Bireysel ve toplumsal olarak yaşadığımız sorunların temellerine insek çoğunda karşımıza ne çıkar dersiniz? Ben uzunca bir zamandır bu gözle etrafıma bakıyor, kendimce gözlemler ve okumalar yapıyorum. Hangi mecliste bir mesele konuşulsa durup bu sorunun cevabını arıyorum. Diyeceksiniz ki “Ne buldun?”. Bulduğum cevap hep aynı: Ahlak sorunu. Her nasıl oluyorsa dönüp dolaşıp hep aynı yere geldiğimi fark ediyorum. Hemen bütün sorunlarımızın aynı karanlık illetten beslendiğini görüyorum. Hangi sorun ele alınsa kendimi ahlak üzerine değerlendirme yaparken buluyorum. Her seferinde bu konuya bu kadar kör sağır kesilmiş olmamıza şaşıp kalıyorum. Sorunu kendimde, kendi bakış açımda aramaya başlayacağım artık: Ahlak konusu bende bir saplantı halini mi aldı acaba; yoksa gerçekten de birçok sorunun özü ahlak mı?

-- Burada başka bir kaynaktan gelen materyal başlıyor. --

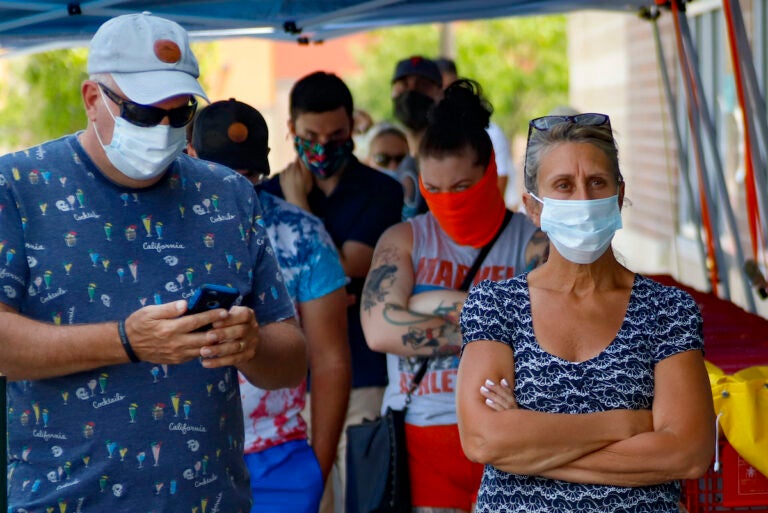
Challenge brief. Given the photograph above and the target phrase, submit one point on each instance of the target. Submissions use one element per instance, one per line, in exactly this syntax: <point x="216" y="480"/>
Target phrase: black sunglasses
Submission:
<point x="146" y="115"/>
<point x="383" y="160"/>
<point x="545" y="123"/>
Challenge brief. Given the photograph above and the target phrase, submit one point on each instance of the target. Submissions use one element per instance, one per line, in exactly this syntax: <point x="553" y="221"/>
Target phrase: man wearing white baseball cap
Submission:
<point x="118" y="401"/>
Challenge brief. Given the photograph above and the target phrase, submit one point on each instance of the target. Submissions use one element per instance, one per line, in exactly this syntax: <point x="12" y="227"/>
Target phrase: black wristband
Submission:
<point x="126" y="343"/>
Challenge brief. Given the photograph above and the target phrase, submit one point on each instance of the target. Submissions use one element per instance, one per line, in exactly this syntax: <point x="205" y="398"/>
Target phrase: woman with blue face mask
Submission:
<point x="582" y="384"/>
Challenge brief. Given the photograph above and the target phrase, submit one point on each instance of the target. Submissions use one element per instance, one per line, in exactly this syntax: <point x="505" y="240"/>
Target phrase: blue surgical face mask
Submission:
<point x="142" y="153"/>
<point x="580" y="230"/>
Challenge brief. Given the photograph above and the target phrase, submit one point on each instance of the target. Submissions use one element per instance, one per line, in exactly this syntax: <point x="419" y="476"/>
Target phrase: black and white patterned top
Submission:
<point x="660" y="321"/>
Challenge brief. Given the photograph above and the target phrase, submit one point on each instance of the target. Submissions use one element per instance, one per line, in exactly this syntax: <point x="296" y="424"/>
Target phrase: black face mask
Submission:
<point x="411" y="108"/>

Lütfen siz de bu gözle bir süzün etrafınızı. Nelerden şikâyet ediyoruz daha çok ve bu şikâyetlerimiz temelde neyle ilişkili. Örneğin kendine reva gördüğünü başkasından esirgemek ya da başkası yaparken eleştirdiği birçok şeyi kendine mübah ve meşru görmek. Zannedersem toplumda en çok eleştiriye maruz kalan kurum siyaset; en çok eleştirilenler de siyasetçiler. Burada güncel siyasete girecek değilim elbette; ancak şu tespitimi paylaşmak isterim ki siyasetin de siyasetçinin de kalitesi bu toplumun ortalama kalitesi ve kalibresi kadar. Siyasetçide görüp eleştirdiğimiz birçok yanlış toplumun geneline sirayet etmiş yanlışın bir yansıması. Siyasetçiler daha göz önünde olduğu, yaptıkları toplum tarafından takip edildiği için daha çok konuşulup eleştiriliyor sadece.

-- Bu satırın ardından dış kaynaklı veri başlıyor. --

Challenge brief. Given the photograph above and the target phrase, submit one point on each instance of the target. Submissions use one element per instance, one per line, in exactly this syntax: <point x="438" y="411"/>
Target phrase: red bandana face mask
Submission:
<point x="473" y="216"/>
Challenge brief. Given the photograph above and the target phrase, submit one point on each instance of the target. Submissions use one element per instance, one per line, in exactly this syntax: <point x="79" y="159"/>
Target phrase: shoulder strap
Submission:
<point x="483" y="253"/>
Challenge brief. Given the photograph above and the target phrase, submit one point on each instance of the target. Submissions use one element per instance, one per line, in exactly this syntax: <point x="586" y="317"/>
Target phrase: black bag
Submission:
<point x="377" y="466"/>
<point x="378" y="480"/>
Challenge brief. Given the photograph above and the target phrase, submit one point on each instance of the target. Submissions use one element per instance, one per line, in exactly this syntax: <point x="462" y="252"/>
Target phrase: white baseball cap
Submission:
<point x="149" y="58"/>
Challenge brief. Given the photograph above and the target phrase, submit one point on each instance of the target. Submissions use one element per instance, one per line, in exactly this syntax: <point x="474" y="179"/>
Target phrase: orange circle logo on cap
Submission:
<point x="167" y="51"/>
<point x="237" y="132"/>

Bir de partizanların muhalif eleştirisi var ki o da evlere şenlik. Rakip siyasi geleneği hırsızlıkla, adam kayırmakla vb. itham ederken kendi mensubu bulunduğu partinin yaptığı hataların üstünü örtmekle uğraşmak bir ahlak sorunu değil de nedir? Ahlak meselesini partiler ve hizipler, daha doğrusu mensubiyetler üstü bir noktadan ele almak gerekiyor. A ya da B partisinin, x ya da z grubunun değil de bu toplumun ortak ve yaygın bir sorunu olarak bakmak gerek meseleyi. Hiç kimse kendini bu konudan azade görmemeli. Toplum olarak ahlakımızda bir eksiklik var ve bu eksiklik bütün kurumlara ve yapılara sirayet etmiş durumda.
Ekonomik sorunların da temelinde yatan temel dinamiklerden biri ahlak değil mi sizce? Herkes birbirinin hakkını gözetse ve herkes hakkına razı olsa; herkes görev ve ödevlerini yerine getirse; herkes ticaretini dürüstçe yapsa daha iyi bir ekonomiye sahip olmaz mıydık? Vergi kaçırmak için bir takla atanlar, çalıştığı işçinin emeğini sömürenler, daha çok kazanmak uğruna ayıplı ve kusurlu mal pazarlayanlar, çalışmadığı işin ücretini alanlar, sahtekarlık yaparak türlü yollardan devletin kasasına el uzatanlar vb. Bunların örnekleri etrafımızda bolca yok mu? Herkes yaptığına bir kılıf bularak meşruiyet kazandırmaya çalışıyor. Ekonomik sıkıntıları ön süren de var “ama herkes” yapıyor diyen de. Halbuki ahlak zor zamanda kendini gösteren bir haslet. Öbür türlü bir mazeret bulmak her zaman mümkün.
Meseleyi ciddiyetle ele almak, suçu sağa sola atmaktan vazgeçmek gerekiyor bir an evvel. Ahlak ortak sorunumuz ve bu sorunu çözmeden siyaset de ekonomi de düzelemez. Zira siyasetçisi de ticaret erbabı da bu toplumun içinden çıkıyor. Kök nasılsa dal da öyle oluyor doğal olarak. Bir ahlaki dönüşüm elzem ve acil.